Out-of-core learning

Out-of-core learning refers to a set of algorithms working with data that cannot fit into the memory of a single computer, but that can easily fit into some data storage such as a local hard disk or web repository. Your available RAM, the core memory on your single machine, may indeed range from a few gigabytes (sometimes 2 GB, more commonly 4 GB, but we assume that you have 2 GB at maximum) up to 256 GB on large server machines. Large servers are like the ones you can get on cloud computing services such as Amazon Elastic Compute Cloud (EC2), whereas your storage capabilities can easily exceed terabytes of capacity using just an external drive (most likely about 1 TB but it can reach up to 4 TB).

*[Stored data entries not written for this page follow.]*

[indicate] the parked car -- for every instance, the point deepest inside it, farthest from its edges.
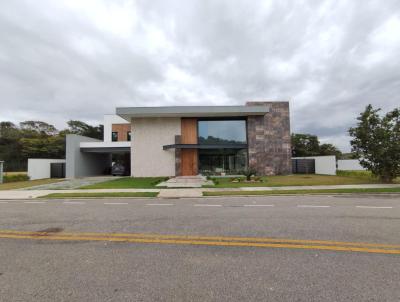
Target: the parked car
(118, 169)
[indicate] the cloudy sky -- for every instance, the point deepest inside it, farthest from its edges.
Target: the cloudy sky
(79, 59)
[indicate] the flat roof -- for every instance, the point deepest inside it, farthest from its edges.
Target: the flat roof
(191, 111)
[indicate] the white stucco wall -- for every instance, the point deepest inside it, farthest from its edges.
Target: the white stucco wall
(325, 165)
(39, 168)
(350, 165)
(109, 120)
(149, 136)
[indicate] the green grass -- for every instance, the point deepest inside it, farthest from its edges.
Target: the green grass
(320, 191)
(128, 183)
(28, 183)
(347, 178)
(100, 194)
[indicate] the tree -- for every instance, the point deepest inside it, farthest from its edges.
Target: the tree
(81, 128)
(37, 128)
(376, 141)
(304, 145)
(329, 149)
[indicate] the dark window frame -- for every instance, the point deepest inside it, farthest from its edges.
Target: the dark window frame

As machine learning is based on globally reducing a cost function, many algorithms initially have been thought to work using all the available data and having access to it at each iteration of the optimization process. This is particularly true for all algorithms based on statistical learning that exploit matrix calculus, for instance, inverting matrices, but also algorithms based on greedy search need to have an evaluation on as much data as is possible before taking the next step. Therefore, the most common out-of-the-box regression-like algorithms (weighted linear combinations of features) update their coefficients trying to minimize the pooled error of the entire dataset. In a similar way, being so sensible to the noise present in the dataset, decision trees have to decide on the best splits based on all the data available in order to find an optimum solution.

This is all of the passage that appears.